Handcrafted radiomics features from CT scans predict EGFR and KRAS mutations in lung cancer more reliably across centers than deep features.

A machine-rendered reading of the paper's core claim, the machinery that carries it, and where it could break.

The paper benchmarks handcrafted radiomics features against deep features and their fusion for three-class prediction of wild-type, KRAS-mutant, and EGFR-mutant status in non-small cell lung cancer. It assembles 1,023 CT scans from 12 public datasets spanning more than 20 centers, with 136 cases carrying mutation labels, and applies semi-supervised pseudo-labeling to the rest before external testing. Handcrafted features achieve an external AUC of 0.77 and accuracy of 0.77 while deep features fall to roughly 0.57, and SHAP analysis flags morphology and heterogeneity measures as the dominant predictors.

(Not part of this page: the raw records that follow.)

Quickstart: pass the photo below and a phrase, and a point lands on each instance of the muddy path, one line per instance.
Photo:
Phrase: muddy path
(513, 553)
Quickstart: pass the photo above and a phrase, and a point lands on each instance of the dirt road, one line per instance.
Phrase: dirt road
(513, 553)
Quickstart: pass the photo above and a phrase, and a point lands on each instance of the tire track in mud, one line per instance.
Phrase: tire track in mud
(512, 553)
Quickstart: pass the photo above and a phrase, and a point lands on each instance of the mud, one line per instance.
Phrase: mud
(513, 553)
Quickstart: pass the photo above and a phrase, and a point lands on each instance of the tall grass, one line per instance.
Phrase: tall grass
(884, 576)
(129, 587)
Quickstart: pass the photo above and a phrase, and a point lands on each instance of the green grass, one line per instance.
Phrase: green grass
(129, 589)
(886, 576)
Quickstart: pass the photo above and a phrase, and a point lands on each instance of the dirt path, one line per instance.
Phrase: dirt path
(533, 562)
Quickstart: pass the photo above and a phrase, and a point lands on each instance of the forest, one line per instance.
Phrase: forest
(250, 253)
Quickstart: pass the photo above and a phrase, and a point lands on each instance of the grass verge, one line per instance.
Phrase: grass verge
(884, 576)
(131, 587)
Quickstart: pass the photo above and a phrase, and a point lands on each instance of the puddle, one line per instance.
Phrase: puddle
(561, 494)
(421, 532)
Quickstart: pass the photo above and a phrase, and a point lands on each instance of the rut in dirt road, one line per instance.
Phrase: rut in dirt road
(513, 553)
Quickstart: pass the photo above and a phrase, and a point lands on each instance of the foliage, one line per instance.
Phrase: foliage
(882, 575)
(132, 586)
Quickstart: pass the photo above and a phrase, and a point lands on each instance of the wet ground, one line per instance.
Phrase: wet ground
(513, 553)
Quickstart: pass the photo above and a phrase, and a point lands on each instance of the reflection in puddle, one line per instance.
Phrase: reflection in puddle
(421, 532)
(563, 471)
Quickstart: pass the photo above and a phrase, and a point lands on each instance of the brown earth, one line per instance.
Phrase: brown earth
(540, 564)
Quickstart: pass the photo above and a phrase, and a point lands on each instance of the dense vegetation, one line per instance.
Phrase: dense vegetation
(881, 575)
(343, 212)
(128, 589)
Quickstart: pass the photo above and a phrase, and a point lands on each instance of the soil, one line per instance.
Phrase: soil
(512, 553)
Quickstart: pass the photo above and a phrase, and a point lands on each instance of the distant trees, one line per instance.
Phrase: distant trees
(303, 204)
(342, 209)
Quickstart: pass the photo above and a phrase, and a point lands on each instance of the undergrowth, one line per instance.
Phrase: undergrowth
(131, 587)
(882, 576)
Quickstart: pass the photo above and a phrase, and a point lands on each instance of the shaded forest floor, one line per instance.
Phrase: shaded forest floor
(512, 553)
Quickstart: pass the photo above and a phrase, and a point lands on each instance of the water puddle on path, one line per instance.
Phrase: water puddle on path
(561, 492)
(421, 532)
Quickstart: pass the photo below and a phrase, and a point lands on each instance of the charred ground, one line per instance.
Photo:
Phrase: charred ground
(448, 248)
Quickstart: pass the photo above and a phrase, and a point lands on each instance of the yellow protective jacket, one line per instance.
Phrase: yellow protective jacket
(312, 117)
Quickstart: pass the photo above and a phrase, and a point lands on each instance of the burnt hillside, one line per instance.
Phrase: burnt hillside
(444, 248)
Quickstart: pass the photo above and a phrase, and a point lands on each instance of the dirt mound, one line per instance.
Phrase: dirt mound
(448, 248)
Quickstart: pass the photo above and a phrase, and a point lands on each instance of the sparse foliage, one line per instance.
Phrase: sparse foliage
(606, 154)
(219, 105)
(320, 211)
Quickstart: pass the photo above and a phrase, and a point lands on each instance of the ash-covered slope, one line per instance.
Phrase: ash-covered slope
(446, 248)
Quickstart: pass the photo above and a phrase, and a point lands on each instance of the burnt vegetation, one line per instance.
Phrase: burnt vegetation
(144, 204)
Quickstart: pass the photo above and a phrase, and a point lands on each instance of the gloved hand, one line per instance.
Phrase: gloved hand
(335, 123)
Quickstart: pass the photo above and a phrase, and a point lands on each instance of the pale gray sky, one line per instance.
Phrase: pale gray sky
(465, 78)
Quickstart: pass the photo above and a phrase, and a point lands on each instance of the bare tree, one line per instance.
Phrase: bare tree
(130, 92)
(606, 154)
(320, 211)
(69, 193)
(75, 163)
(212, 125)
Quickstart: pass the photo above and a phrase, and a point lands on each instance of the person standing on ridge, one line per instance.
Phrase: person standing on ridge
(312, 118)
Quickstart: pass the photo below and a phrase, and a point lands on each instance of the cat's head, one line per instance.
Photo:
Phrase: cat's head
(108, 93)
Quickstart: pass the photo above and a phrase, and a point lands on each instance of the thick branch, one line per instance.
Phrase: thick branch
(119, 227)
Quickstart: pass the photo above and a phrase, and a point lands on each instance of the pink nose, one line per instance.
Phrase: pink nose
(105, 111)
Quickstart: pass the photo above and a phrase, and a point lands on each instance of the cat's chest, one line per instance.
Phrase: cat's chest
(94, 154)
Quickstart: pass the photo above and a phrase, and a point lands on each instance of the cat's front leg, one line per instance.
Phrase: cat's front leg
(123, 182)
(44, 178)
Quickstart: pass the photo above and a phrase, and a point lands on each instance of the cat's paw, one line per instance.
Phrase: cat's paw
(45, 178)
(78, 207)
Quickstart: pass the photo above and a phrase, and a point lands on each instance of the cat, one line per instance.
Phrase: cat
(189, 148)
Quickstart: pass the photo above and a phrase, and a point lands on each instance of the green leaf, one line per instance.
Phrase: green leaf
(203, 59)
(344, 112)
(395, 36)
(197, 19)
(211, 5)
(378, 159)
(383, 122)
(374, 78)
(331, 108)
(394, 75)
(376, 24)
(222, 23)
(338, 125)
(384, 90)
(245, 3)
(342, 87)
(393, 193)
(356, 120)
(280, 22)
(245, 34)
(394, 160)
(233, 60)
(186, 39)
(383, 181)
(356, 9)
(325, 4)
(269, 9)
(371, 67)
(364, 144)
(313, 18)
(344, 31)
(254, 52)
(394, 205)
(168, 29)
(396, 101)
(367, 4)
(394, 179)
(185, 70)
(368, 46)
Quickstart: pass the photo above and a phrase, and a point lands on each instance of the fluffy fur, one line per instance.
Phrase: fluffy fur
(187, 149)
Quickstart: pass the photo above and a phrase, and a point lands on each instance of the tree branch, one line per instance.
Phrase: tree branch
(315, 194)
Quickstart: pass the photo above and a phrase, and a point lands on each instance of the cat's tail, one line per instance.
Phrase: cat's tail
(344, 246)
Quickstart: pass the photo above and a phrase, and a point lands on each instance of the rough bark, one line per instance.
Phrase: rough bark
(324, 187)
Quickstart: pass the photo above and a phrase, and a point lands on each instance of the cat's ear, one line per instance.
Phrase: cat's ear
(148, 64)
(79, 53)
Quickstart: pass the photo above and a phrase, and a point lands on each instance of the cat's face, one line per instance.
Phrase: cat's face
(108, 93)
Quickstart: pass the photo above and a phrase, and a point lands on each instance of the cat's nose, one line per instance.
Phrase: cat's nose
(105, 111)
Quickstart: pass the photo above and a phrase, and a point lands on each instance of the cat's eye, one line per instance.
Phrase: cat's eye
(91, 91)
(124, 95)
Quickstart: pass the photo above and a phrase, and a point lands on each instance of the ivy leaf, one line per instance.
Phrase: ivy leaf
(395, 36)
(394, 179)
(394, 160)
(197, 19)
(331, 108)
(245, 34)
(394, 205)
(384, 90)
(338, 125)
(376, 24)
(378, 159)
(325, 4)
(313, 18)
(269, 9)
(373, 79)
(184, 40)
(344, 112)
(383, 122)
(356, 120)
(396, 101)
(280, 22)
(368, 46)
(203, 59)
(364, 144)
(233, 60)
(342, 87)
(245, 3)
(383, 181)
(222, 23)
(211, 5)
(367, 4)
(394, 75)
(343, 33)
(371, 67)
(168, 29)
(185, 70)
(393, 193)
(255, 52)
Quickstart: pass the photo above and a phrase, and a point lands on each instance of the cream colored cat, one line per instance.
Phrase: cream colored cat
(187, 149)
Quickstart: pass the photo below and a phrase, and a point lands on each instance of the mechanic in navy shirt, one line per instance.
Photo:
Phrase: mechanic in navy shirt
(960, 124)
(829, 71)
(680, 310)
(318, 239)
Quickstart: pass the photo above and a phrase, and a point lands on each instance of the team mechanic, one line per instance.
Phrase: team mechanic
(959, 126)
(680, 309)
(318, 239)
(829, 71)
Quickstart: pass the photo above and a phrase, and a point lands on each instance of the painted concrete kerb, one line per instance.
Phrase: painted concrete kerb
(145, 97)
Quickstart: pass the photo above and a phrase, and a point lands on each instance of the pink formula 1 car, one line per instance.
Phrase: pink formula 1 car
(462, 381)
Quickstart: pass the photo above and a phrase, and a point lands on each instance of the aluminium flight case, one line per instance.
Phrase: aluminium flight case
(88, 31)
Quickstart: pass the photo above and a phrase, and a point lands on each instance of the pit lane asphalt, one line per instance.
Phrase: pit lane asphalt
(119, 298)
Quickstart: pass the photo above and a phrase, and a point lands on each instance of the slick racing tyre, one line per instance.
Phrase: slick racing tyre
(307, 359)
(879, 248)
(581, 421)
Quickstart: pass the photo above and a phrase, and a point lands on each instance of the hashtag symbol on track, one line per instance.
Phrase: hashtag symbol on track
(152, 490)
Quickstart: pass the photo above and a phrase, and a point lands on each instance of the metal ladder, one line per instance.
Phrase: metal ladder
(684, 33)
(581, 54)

A noninvasive CT route to mutation status could reduce reliance on tissue biopsies for guiding targeted therapies.

Core claim

Standardized handcrafted radiomics features within a multicenter semi-supervised framework provide a generalizable and interpretable approach for CT-based EGFR/KRAS stratification, as shown by superior external validation performance over deep feature representations.

What carries the argument

IBSI-compliant handcrafted radiomics features extracted after standardized preprocessing and deployed in stability-aware modeling for three-class mutation classification.

If this is right

  • HRF models maintain performance when moving from cross-validation to external multicenter testing while DFR models degrade.
  • SHAP analysis consistently identifies morphology- and heterogeneity-related radiomic phenotypes as the strongest predictors.
  • Fusion of HRF and DFR improves robustness over DFR alone but does not consistently exceed HRF performance.
  • Semi-supervised pseudo-labeling on unlabeled CT scans enables effective training when labeled mutation data remain scarce.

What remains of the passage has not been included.